Flood Prediction I - Nose diving into Data sources

Code for this data extraction pipeline is available on my GitHub.

We live in such a dynamic world, the volatility and magnanimity of which we might not notice in our daily mundane lives, some of us glued to screen indoors be it rain or shine are even more disconnected to the reality outside.

I remember having this euphoric, scary, anxious, relieved feeling watching a lightning storm from inside my house, which believe it or not was popular enough that it got its own name in pop culture (google chrysalism meaning)

But out there, in the face of nature’s wrath, humans are insignificant.
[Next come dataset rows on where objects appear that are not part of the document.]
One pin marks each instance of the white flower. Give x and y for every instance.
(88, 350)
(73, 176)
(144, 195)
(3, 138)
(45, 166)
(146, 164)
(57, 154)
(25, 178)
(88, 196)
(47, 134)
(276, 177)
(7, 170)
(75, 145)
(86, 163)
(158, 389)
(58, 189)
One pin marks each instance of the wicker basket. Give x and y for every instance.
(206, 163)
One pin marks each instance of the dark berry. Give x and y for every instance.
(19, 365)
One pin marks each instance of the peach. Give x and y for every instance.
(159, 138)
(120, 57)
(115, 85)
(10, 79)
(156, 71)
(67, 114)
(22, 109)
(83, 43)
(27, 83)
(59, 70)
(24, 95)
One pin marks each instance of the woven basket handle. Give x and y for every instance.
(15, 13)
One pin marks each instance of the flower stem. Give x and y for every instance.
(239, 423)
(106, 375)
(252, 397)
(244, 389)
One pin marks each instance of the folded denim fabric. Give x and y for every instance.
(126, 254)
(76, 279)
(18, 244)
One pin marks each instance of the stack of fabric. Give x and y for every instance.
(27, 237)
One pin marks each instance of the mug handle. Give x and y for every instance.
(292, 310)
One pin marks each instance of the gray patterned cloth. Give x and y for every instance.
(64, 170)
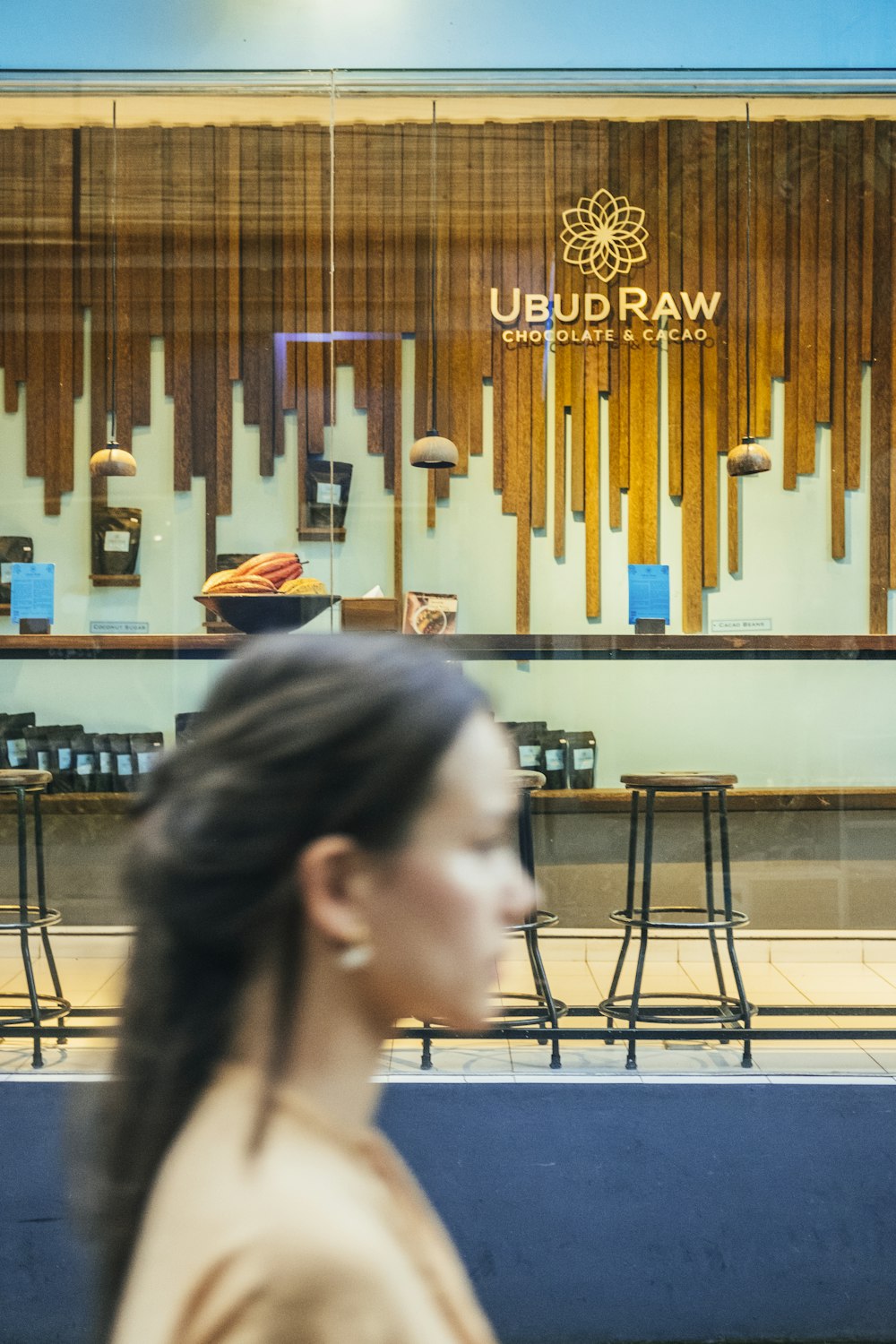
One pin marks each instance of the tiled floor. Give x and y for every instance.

Over the years, we have advanced our methodologies, systems, and technology to better predict and manage events when nature refuses to cooperate with human development. Yet, despite our best efforts, there are events we can’t predict, can’t predict early enough, and can’t react to fast enough. The result is the inevitable damage to infrastructure, agriculture, and lives human, animal, and plant – uprooting entire ecosystems at times!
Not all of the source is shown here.